Wellness

Stanford researchers discover natural Ozempic alternative that avoids severe side effects.

An experimental molecule discovered at Stanford University could serve as a natural alternative to Ozempic without causing severe side effects.

Current GLP-1 medications like Ozempic have become popular, with approximately 31 million Americans now using them for weight management.

However, these drugs frequently trigger unpleasant reactions such as nausea, vomiting, and even stomach paralysis in some patients.

Researchers identified a peptide called BRINP2-related peptide, or BRP, which naturally exists in the human brain and cerebrospinal fluid.

This new compound targets the hypothalamus in the brain, the specific region that regulates appetite and metabolic function.

The mechanism resembles GLP-1 drugs, which mimic gut hormones to signal fullness and slow down the digestive process.

In tests involving obese mice and genetically similar minipigs, the animals injected with BRP quickly reduced their food consumption.

Minipigs specifically decreased their intake by up to 50 percent within just one hour of receiving the treatment.

While the pigs did not show significant weight loss, the mice lost an average of three grams, representing 10 to 15 percent of their total body mass.

Crucially, the animals treated with BRP experienced none of the common gastrointestinal issues associated with existing weight-loss drugs.

Dr.
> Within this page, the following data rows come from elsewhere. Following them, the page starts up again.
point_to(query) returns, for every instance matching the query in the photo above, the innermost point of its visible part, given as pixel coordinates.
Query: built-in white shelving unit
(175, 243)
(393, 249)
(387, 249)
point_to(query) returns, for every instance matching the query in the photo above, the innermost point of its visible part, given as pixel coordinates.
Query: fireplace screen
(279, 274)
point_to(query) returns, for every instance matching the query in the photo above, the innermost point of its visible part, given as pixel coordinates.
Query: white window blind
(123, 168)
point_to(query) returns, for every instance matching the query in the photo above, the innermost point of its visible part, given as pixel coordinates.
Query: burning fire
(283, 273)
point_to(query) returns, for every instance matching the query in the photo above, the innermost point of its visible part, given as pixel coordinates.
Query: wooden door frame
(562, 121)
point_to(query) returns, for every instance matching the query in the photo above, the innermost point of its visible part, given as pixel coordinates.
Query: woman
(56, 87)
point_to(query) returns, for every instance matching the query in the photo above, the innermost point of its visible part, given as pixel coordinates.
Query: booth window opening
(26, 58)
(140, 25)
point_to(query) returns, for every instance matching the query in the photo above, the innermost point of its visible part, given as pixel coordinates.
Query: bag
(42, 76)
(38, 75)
Katrin Svensson, a senior study author and assistant professor of pathology at Stanford, explained the difference in side effect profiles.

She noted that semaglutide receptors are located in the gut, pancreas, and other tissues, leading to widespread effects like slowed digestion.
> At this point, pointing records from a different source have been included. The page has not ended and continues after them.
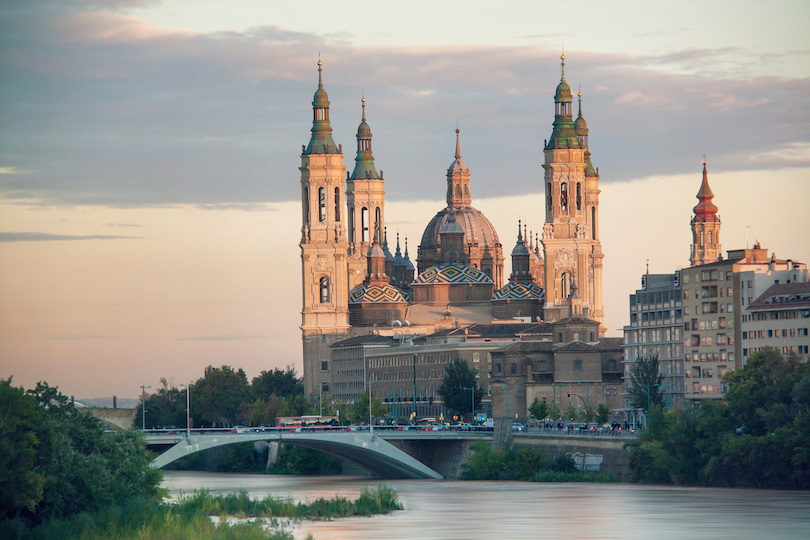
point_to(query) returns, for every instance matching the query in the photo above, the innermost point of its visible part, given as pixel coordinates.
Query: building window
(364, 225)
(337, 204)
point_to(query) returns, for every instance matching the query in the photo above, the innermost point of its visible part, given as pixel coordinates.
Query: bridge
(370, 450)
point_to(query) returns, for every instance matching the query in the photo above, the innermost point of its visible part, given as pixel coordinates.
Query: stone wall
(122, 418)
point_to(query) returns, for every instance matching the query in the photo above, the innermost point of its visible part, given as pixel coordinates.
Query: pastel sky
(149, 153)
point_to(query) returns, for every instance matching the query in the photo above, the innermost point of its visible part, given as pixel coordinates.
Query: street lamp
(320, 399)
(507, 395)
(188, 411)
(472, 401)
(143, 405)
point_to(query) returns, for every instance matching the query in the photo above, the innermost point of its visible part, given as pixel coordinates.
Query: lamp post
(507, 395)
(649, 405)
(472, 401)
(143, 405)
(370, 422)
(188, 411)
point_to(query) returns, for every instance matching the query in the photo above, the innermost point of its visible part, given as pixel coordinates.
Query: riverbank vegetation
(66, 477)
(759, 436)
(525, 464)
In contrast, BRP appears to target only the brain receptors, potentially offering a safer and more precise option for appetite control.

This discovery suggests a future where effective weight management therapies do not require patients to endure harsh physical side effects.
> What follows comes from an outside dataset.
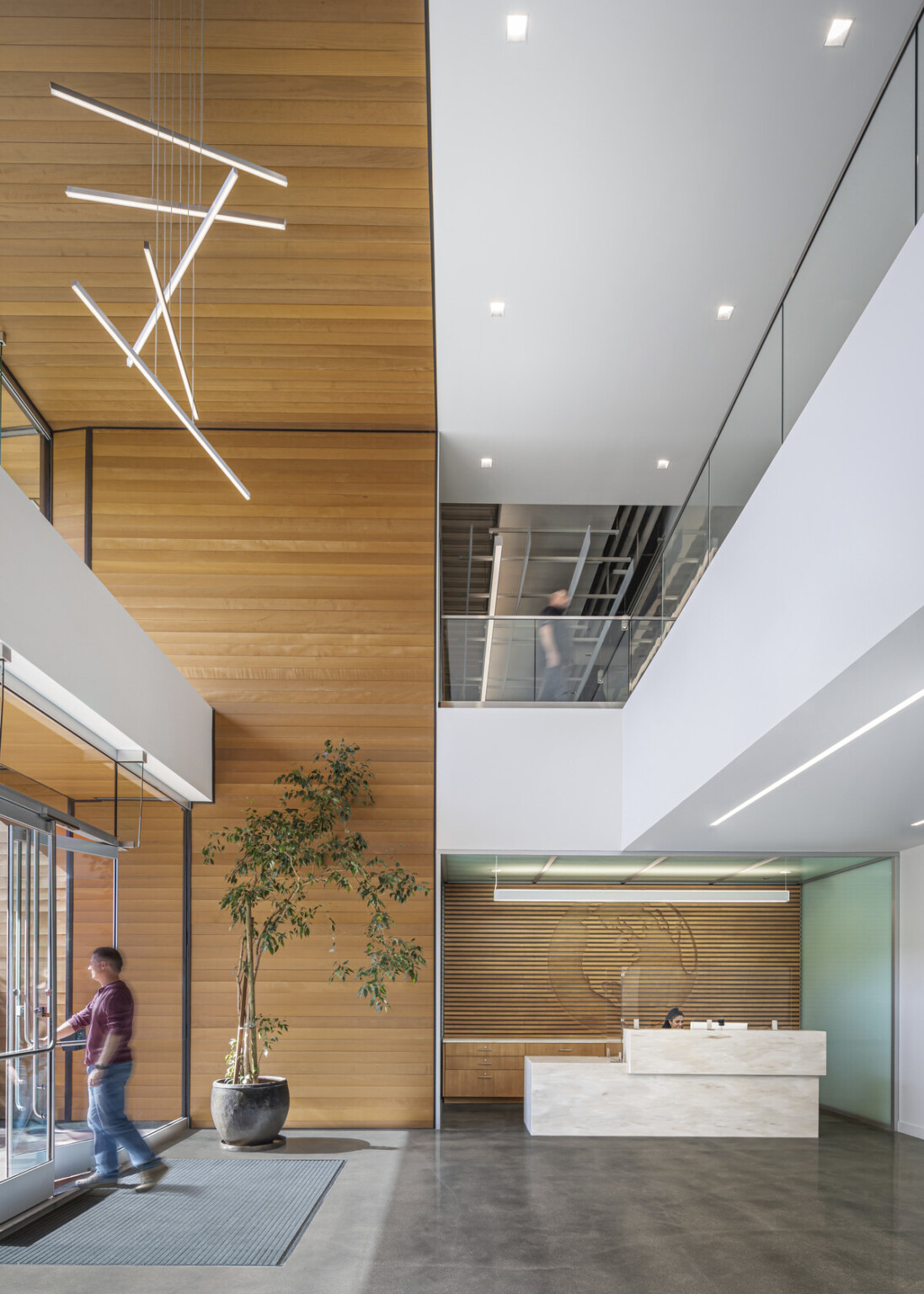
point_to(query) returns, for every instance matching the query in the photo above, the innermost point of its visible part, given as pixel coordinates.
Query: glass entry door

A new peptide called BRP targets the hypothalamus, the brain region that regulates appetite and metabolism, offering a potential alternative to current treatments. This discovery arrives as obesity rates continue to climb in the United States despite a surge in GLP-1 drug usage. A recent CDC report confirms that between August 2021 and August 2023, 31.7 percent of adults over 20 were classified as overweight, up from 30.7 percent in the 2017 to 2018 data. The number of adults with severe obesity also increased, rising from 9.2 percent to 9.7 percent during that same period.

Experts warn that the current reliance on GLP-1 medications is unsustainable for many. Only one in four patients continues using these drugs after a year, largely due to harsh side effects. Those who discontinue the treatment typically regain about 60 percent of the weight they lost within a year. Meanwhile, roughly one in eight American adults has attempted a GLP-1 medication, yet the drugs often come with significant drawbacks.

Researchers published their findings in the journal Nature, utilizing an artificial intelligence algorithm to screen 20,000 human protein-coding genes for an effective peptide. The program generated 2,683 candidates, and scientists narrowed the list to 100 peptides found in metabolic tissues such as the liver, heart, and brain. Testing in brain and pancreatic cells revealed that BRP was the most potent at activating the FOS gene, which drives cell proliferation.

Subsequent experiments involved injecting BRP into mice and minipigs once daily for two weeks. A single injection reduced food intake by up to 50 percent within an hour. The animals also demonstrated improved glucose and insulin tolerance, making their bodies more efficient at managing blood sugar and lowering the risk of type 2 diabetes. Crucially, the subjects showed no negative changes in movement, water intake, mood, or digestion, indicating a lack of adverse side effects.

The team now seeks to identify the specific receptors that interact with BRP and determine how these results translate to human trials, a process that could take several years. "The lack of effective drugs to treat obesity in humans has been a problem for decades," said Svensson, a researcher behind the study. "Nothing we've tested before has compared to semaglutide's ability to decrease appetite and body weight. We are very eager to learn if it is safe and effective in humans.